The Seattle Times May 2nd B1 page
Traffic Lab article, “Winners, losers in legislation session” typifies their decade of abiding if not abetting the legislatures failure to provide effective
oversight of Sound Transit and WSDOT. The big “winner” was Sound Transit with the
legislature continuing their decade-long failure to effectively oversee it by
requiring an outside audit.
Even a cursory analysis would have shown CEO
Rogoff’s ridership claims for the “Prop 1 and beyond” light rail extensions in
his 2019 budget were delusional.
That light rail routed through the Downtown Seattle Transit Tunnel
(DSTT) will never have the capacity needed to reduce congestion. That Sound Transit plans to use its
limited capacity to replace transit buses shows a failure to recognize HOV lane
congestion is not due to too many buses.
That any riders added will, at least during peak commute, displace
current riders.
A legislative mandated audit would have also
exposed Rogoff’s public transit incompetence with the 2019 budget continuing
Sound Transit’s decade long failure to add bus transit capacity for the next 20
years. Instead the
legislature allowed Sound Transit another year to their decade of spending
billions on Prop 1 light rail extensions that will surely go down as one of the
biggest boondoggles in history.
The WSDOT also “won” when the legislature
allowed them to proceed with plans to implement 2 HOT lanes between Lynnwood
and Renton. Tolls can be
used to increase lane velocities by reducing traffic on the lane; e.g. limiting
traffic to 2000 vehicles per hour provides 45 mph velocities. HOT can increase HOV lane
velocities when carpoolers exceed the 2000 vph. Thus HOT fees are widely used to reduce travel time.

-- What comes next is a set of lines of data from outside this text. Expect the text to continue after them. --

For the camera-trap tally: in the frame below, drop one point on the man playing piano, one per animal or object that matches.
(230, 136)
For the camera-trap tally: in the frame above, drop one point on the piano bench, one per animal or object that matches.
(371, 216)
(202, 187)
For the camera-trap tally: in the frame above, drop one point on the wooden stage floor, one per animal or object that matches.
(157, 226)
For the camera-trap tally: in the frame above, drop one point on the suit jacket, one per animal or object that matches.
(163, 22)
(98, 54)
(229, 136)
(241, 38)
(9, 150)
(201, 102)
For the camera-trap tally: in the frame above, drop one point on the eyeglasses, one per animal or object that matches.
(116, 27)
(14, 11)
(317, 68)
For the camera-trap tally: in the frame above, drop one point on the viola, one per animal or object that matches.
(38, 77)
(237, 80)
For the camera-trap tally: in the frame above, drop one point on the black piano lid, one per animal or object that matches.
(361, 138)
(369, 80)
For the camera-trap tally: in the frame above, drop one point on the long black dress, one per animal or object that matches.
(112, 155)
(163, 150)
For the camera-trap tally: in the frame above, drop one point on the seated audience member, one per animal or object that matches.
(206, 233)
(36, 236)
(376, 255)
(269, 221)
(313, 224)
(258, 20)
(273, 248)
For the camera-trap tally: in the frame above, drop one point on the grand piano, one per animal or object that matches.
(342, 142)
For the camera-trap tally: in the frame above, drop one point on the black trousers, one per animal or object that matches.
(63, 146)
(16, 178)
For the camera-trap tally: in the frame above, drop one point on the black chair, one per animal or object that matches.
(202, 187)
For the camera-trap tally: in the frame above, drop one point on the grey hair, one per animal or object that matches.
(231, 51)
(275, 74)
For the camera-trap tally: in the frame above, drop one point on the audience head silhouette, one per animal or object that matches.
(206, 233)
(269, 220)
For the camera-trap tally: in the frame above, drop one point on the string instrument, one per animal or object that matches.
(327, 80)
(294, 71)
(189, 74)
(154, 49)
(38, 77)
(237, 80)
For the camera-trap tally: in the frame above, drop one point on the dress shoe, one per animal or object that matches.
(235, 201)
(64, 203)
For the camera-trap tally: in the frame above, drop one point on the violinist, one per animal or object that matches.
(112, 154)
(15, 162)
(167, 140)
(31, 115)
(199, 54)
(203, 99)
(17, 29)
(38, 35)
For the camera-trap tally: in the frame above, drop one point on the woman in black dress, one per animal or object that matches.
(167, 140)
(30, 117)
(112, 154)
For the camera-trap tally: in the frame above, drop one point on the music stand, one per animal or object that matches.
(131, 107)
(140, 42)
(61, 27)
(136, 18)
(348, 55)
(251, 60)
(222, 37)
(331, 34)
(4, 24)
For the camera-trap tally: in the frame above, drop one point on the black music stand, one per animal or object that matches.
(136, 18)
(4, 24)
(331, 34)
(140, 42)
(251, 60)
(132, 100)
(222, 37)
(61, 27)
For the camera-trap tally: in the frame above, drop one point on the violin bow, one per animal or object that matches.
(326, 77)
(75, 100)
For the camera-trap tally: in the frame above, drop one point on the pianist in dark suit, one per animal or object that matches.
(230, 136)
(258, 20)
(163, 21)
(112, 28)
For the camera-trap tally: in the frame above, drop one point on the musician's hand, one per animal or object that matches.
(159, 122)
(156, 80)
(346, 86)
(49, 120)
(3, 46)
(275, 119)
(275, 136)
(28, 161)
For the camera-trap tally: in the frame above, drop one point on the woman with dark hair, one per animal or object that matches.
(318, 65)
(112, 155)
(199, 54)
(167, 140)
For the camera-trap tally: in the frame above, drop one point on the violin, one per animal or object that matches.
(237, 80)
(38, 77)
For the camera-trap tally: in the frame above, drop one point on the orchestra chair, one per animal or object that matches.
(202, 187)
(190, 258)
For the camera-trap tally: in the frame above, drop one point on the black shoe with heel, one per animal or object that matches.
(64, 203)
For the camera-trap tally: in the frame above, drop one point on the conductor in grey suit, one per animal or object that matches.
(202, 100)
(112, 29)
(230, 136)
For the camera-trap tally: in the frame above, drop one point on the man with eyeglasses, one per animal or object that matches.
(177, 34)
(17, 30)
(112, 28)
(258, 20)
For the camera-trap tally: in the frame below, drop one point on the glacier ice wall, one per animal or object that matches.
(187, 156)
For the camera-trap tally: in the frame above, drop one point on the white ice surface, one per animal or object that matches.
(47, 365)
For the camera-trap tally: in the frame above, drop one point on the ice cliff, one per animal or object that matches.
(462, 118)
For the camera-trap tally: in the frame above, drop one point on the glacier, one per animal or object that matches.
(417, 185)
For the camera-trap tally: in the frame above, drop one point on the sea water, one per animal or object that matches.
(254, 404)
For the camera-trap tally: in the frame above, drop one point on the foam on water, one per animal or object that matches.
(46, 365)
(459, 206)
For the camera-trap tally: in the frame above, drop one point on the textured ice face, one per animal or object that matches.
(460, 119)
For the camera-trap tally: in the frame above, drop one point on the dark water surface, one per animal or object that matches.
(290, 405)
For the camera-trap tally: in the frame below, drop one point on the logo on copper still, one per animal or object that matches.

The WSDOT plans for 2 HOT lanes are more about
raising revenue than reducing travel time. They attempt to justify 2 HOT lanes with the “unique”
assumption “tolls increase lane capacity by up to 35%”. It hasn’t happened between Lynnwood and Bellevue where
GP lane travel times have increased and HOT lanes frequently fail to achieve 45
mph promised.
Implementing HOT on two lanes increases congestion on
remaining three GP lanes to where more than 2000 drivers per hour are willing
to pay current tolls slowing both HOT lanes. Limiting GP
traffic to 2 lanes between Bellevue and Renton will surely exacerbate the
problem.
Competent legislative oversight would
recognize the WSDOT could assure 45 mph on one I-405 HOV lane by raising the
tolls to what’s required to limit
traffic to the 2000 vehicles per hour.
Assuring 45 mph would also make BRT on HOT lane more attractive. Adding another GP lane will reduce
congestion lessening the fees needed to limit HOT traffic. Clearly legislative approval for 2 HOT
lanes makes WSDOT a “winner”.
However, the legislative session has been a “loser”
for most residents. Car owners
will continue to be forced to pay tab taxes far higher than what they were promised
prior to the 2008 vote (and later lied about lying) Residents will also
continue to pay property and sales tax to fund light rail extensions to replace
buses but nothing to reduce congestion. Sound Transit will continue to refuse to increase bus
ridership that would with added access to increased bus capacity.
It’s time the Seattle Times recognizes the
area deserves better from the legislature.